(CNS News) -- In response to the Supreme Court’s 6-3 ruling that Maine’s tuition assistance program cannot exclude schools on the basis of religious affiliation, Maureen Ferguson, a senior fellow at The Catholic Association, said, “Today’s decision is a momentous victory for religious freedom and parents’ right to educate their children as they see fit.”
The Supreme Court’s June 21 ruling (6-3) in Carson v. Makin said that Maine, in providing tuition assistance to children in public and private schools, could not deny the same financial assistance to children in parochial schools. Maine’s attempt to exclude religious schools was found to violate the Free Exercise Clause of the First Amendment.
The ruling drew praise from proponents of both religious liberty and school choice.

Ashley McGuire, also a senior fellow at The Catholic Association, described the Maine rule struck down by the Court as an example of “arcane anti-Catholic laws” that “especially hurt low-income children who suffer the most in failed schools.”
According to McGuire, the 6-3 ruling “helps to end anti-religious discrimination and expands sorely-needed school choice for low-income families.”
TCA’s Ferguson further said that the decision “makes clear that religious schools can participate in publicly available programs free from government discrimination, and paves the way for parents to be able to choose the best school for their children.”
Andrew Brennan, the director of Faith Communications at the RNC, described the ruling as “the latest in a string of decisions in recent years where Republican-appointed justices have upheld important religious freedom protections.”

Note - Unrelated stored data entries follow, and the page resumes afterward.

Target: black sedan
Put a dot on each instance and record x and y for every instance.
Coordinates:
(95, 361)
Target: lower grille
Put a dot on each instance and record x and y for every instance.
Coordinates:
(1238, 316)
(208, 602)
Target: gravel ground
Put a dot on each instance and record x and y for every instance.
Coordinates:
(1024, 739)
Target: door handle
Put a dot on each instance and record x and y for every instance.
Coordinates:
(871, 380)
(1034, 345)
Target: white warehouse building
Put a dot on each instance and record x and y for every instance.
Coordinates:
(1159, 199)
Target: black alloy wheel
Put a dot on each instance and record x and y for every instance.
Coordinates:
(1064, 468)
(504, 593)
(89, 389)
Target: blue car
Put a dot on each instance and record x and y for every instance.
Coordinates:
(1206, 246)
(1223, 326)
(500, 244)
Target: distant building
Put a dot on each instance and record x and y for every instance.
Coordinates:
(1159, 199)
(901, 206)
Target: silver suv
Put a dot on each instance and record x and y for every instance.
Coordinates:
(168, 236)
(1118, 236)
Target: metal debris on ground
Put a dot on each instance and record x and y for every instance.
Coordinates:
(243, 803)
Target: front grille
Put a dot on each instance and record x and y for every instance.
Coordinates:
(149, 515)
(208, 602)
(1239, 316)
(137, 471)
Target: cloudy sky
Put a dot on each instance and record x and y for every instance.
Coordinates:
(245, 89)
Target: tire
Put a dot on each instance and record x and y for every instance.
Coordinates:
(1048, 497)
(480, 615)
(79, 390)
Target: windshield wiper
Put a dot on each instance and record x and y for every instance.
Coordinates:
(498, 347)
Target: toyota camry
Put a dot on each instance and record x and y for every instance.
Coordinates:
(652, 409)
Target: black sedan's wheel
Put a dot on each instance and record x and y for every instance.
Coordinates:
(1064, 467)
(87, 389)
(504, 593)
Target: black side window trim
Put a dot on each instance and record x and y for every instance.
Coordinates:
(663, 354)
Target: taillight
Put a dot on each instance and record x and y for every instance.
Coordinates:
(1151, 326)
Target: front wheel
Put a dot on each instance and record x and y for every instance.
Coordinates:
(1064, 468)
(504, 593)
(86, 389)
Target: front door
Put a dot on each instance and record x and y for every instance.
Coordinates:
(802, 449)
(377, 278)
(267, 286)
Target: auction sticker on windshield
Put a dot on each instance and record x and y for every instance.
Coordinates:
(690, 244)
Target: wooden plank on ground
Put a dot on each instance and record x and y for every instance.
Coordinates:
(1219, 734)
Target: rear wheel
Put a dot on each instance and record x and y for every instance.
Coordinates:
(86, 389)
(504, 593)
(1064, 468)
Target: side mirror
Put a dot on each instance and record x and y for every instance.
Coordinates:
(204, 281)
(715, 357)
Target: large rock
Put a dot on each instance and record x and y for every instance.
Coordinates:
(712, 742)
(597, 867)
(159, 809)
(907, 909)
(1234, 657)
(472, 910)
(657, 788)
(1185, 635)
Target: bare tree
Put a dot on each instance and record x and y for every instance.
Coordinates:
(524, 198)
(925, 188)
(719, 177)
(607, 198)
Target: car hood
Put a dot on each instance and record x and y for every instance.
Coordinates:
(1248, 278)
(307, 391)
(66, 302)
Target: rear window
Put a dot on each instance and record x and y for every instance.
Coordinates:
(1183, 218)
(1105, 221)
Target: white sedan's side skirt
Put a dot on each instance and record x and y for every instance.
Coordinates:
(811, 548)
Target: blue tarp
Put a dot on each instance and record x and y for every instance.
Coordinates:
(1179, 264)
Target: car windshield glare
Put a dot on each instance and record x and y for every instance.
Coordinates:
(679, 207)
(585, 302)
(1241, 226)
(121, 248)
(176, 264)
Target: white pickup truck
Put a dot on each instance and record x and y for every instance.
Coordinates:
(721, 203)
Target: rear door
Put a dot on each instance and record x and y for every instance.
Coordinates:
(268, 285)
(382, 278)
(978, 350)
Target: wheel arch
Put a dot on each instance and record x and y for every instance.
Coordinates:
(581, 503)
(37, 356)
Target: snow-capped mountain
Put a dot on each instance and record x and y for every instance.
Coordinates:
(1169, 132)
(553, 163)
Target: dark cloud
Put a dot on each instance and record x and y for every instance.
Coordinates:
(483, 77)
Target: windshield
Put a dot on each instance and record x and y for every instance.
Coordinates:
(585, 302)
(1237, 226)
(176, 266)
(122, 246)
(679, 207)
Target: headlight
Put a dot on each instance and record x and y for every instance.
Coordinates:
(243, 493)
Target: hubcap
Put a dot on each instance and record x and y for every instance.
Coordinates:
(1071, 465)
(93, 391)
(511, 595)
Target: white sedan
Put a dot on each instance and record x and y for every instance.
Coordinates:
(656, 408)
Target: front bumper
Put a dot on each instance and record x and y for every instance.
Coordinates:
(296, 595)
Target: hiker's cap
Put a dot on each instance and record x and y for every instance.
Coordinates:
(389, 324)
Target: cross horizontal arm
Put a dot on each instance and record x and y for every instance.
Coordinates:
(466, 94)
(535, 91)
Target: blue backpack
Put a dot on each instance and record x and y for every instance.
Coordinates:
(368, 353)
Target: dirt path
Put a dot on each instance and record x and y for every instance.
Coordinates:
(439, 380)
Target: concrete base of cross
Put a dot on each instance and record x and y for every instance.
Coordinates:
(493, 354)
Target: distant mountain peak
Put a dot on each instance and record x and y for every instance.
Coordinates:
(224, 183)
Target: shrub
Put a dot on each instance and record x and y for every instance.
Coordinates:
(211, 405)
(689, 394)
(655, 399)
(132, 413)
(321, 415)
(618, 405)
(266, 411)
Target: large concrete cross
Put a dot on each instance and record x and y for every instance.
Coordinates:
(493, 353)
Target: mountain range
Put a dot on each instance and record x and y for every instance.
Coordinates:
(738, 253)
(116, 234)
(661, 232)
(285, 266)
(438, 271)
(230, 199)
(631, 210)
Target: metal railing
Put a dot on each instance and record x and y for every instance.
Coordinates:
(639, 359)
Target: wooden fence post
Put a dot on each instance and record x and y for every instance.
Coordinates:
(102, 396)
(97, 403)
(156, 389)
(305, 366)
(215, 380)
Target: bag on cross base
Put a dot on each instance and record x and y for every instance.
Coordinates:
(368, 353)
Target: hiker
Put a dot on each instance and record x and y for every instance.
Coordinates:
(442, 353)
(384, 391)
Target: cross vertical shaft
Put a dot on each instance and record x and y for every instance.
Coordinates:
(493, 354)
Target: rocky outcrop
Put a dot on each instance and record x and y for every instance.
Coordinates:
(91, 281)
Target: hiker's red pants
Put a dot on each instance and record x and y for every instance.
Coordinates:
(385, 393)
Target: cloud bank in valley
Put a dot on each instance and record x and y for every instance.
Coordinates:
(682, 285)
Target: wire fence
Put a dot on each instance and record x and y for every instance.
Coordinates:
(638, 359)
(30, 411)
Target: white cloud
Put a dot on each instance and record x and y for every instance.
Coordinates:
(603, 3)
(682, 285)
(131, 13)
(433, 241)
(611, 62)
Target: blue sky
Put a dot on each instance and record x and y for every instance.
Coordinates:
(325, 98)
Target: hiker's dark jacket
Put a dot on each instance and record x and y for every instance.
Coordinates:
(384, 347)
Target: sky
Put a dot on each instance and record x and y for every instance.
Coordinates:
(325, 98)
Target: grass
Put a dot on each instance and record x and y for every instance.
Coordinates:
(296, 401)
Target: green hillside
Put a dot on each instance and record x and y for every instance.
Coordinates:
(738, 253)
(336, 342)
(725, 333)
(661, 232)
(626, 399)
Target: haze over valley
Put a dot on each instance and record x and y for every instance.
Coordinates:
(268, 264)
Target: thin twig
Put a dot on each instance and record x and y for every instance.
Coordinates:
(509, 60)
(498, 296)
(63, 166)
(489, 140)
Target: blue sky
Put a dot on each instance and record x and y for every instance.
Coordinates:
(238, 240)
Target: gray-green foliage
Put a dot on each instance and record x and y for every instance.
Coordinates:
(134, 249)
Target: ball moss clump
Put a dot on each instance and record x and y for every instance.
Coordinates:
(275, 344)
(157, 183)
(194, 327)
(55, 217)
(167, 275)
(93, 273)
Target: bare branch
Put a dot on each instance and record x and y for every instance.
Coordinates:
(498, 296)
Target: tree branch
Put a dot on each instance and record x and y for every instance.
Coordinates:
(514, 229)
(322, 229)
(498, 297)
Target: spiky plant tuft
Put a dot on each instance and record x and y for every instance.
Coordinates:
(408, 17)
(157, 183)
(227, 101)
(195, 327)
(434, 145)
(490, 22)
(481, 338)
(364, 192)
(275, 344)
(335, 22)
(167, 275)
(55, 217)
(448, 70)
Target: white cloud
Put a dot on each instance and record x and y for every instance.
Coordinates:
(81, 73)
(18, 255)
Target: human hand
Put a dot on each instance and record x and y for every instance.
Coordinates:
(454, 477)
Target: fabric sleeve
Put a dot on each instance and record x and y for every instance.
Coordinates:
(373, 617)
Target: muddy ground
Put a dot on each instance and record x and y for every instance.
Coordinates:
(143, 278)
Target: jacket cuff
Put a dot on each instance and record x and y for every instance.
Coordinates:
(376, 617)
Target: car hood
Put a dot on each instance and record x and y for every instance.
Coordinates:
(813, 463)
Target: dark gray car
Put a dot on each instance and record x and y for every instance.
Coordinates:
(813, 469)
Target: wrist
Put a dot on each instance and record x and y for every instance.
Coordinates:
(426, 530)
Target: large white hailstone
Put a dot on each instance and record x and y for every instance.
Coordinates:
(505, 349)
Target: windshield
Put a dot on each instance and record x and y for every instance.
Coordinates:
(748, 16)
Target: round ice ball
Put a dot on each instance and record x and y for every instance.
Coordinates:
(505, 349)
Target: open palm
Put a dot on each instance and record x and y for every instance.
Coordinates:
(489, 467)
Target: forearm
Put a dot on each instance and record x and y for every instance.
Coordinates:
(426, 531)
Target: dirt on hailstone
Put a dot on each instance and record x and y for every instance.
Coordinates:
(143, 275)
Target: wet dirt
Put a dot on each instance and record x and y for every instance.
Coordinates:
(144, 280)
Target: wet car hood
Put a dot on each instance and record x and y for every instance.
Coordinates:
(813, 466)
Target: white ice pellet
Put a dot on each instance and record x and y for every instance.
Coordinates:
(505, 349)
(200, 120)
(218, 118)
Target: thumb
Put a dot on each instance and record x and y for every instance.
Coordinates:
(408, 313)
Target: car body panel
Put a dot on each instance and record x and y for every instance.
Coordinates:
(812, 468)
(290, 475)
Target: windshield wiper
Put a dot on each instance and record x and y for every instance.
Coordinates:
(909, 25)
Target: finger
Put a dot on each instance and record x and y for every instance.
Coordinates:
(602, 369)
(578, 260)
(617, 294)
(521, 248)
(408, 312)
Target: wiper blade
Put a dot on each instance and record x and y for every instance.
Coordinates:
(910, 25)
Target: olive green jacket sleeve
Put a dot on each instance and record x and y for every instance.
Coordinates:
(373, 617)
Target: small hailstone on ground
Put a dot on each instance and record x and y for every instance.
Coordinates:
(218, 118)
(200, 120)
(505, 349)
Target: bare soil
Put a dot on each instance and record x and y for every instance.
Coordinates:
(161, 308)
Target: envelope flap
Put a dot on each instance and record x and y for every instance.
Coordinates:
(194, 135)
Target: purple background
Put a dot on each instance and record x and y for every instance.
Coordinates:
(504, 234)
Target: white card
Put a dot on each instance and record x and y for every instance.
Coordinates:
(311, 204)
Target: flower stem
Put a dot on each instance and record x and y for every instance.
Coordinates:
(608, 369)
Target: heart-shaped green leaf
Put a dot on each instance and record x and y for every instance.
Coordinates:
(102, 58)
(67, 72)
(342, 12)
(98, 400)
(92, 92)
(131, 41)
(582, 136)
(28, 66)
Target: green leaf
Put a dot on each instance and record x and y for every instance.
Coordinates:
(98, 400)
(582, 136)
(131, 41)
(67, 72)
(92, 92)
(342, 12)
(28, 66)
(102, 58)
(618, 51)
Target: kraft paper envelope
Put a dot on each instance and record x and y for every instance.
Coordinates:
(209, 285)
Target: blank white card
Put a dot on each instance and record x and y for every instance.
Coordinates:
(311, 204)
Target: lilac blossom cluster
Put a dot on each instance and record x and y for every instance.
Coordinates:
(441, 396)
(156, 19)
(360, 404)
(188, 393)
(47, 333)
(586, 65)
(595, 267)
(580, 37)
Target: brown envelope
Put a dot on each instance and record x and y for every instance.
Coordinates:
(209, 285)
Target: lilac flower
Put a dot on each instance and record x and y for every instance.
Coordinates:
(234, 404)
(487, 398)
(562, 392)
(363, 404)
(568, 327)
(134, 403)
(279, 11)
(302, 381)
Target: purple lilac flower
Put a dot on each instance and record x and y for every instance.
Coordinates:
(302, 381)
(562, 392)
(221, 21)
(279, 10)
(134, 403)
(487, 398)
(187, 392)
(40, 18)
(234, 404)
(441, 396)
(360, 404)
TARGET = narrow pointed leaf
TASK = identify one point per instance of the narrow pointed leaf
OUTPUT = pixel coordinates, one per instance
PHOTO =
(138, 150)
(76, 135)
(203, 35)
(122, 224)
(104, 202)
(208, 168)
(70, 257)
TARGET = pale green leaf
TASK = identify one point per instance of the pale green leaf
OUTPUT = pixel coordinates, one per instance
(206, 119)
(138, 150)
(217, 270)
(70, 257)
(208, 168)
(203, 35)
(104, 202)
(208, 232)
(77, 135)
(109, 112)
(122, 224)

“No freedom is more important for human flourishing than religious liberty, and today the U.S. Supreme Court delivered the kind of religious freedom protections that Americans deserve,” said Brennan.
Among the critics of Tuesday’s decision, many have echoed the point made by Justice Sonia Sotomayor in the opening line of her dissent, where she claims “this court continues to dismantle the wall of separation between church and state that the framers fought to build.”
The president of Americans United for Separation of Church and State, Rachel Laser, argued that by “requiring Maine to tax citizens to fund religious schools,” the court is violating “religious freedom, which has always prevented the state from using its taxing power to force citizens to fund religious worship or education.”
The “Establishment” and “Free Exercise” Clauses of the First Amendment state, “Congress shall make no law respecting an establishment of religion, or prohibiting the free exercise thereof…”

Those in the dissent said the court’s ruling does away with the Establishment Clause.
In Justice Stephen Breyer’s conclusion, he wrote, “Maine wishes to provide children within the State with a secular, public education. This wish embodies, in significant part, the constitutional need to avoid spending public money to support what is essentially the teaching and practice of religion.”
In contrast, those in the majority opinion defended their ruling as a protection of the Free Exercise Clause, writing, “Maine’s program cannot survive strict scrutiny. A neutral benefit program in which public funds flow to religious organizations through the independent choices of private benefit recipients does not offend the Establishment Clause.”